Every school day just after 2 p.m., Sandra pushes her cart into my classroom to clean the bathroom and empty the trash cans.
She is the school custodian and my students love her.
I love her, too.
When we hear her squeaky wheels in the hallway outside our door, we listen for her kind voice and contagious giggle.
"Ms. Sandra! Ms. Sandra! Can I help you empty the trash? Can I help you?" they yell out with their hands waving in the air.
"Jennifer,” she says, “You look so cute today! How you doin' VicTOR? Francisco, baby, you look like you're doing a good job for Mr. Barton. You come on over and help me today. Anna, honey, that's okay, you can help me tomorrow."
She knows all of my students by name.
One day, I asked Sandra something I’d been wondering for a while.
“What do you like best about working at our school?"
She put her hands on her hips.
"It's the kids! Hmph. I don’t take home much money. I barely make enough to cover food, clothes and rent, so it's not the money. (Note to self: someone who works so hard for 8 hours a day shouldn’t struggle to make ends meet. What can you do, TSB, to help fix that?) I work second shift, so it’s not the hours. And people look at me and see a janitor, so it’s not the way I'm treated. But I love the kids. It’s the kids.”
She does love the kids.
Last Friday, one of our second-graders was having a tough day.
I asked him to pick up trash he’d left at the table during lunch.
“I hate teachers!” he screamed.
He threw his tray onto the floor, stomped over to the corner of the cafeteria and refused to budge.
He fell apart.
Sandra helped put him back together again.
"Now, you know you can't act that way,” she said in her precise, slow, southern drawl. “I know your momma. I'm gonna get out my cell phone and call her and tell her you're not actin' right."
Soon, she had him cleaning up his tray and washing the table where his class had been sitting.
On another day, I saw her give an extra milk to a student.
"Sometimes, I buy my lunch and sit beside a child I know is hungry," she told me. "Then I can say, 'You can have some of this if you want it, or, ‘You can have some of that.' Children can't learn if they're hungry."

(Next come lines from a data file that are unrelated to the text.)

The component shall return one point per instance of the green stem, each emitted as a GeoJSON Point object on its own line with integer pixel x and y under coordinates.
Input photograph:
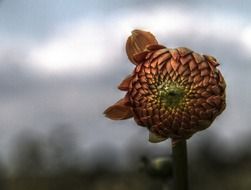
{"type": "Point", "coordinates": [180, 165]}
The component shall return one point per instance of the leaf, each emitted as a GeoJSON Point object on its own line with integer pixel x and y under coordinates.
{"type": "Point", "coordinates": [137, 43]}
{"type": "Point", "coordinates": [119, 111]}
{"type": "Point", "coordinates": [153, 138]}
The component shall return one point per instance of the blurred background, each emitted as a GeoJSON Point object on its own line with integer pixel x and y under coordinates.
{"type": "Point", "coordinates": [60, 64]}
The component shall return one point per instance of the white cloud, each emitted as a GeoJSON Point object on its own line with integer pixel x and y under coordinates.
{"type": "Point", "coordinates": [246, 39]}
{"type": "Point", "coordinates": [94, 44]}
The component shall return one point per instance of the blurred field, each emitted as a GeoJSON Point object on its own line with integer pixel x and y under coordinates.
{"type": "Point", "coordinates": [31, 170]}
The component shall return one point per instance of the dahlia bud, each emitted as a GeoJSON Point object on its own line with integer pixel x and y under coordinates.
{"type": "Point", "coordinates": [172, 92]}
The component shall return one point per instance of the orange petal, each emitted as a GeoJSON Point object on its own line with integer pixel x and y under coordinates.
{"type": "Point", "coordinates": [119, 110]}
{"type": "Point", "coordinates": [137, 43]}
{"type": "Point", "coordinates": [124, 85]}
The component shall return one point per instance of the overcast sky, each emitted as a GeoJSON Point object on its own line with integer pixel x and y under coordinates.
{"type": "Point", "coordinates": [60, 63]}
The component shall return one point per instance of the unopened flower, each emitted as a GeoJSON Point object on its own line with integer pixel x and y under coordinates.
{"type": "Point", "coordinates": [172, 92]}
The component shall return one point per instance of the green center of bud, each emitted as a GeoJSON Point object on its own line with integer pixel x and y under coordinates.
{"type": "Point", "coordinates": [171, 94]}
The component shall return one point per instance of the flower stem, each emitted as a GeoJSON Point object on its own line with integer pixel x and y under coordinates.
{"type": "Point", "coordinates": [180, 168]}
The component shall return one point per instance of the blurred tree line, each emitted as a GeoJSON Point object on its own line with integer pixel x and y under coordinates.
{"type": "Point", "coordinates": [57, 162]}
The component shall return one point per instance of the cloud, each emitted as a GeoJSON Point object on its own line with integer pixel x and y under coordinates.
{"type": "Point", "coordinates": [91, 46]}
{"type": "Point", "coordinates": [80, 64]}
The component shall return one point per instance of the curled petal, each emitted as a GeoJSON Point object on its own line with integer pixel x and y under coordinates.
{"type": "Point", "coordinates": [119, 111]}
{"type": "Point", "coordinates": [153, 138]}
{"type": "Point", "coordinates": [137, 43]}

When she leaves my classroom, she walks across the hall.
"Hello A," I hear her say. "Look at those new glasses on you. They make you look so handsome."
She knows all of the names and stories of the students in that class, too.
"Mr. Barton," she said to me during a quiet moment after school, "I know 'bout these children because I come from where they come. Are you feelin' me? Sometimes, they need somebody to talk to them who understands them."
I see the way Sandra loves our students, the way she knows their names. How she talks to them and helps them.
When I look at her, I don’t see a janitor.
I see her.
“I'm glad you're in the world,” I told her. “What would we do without you?"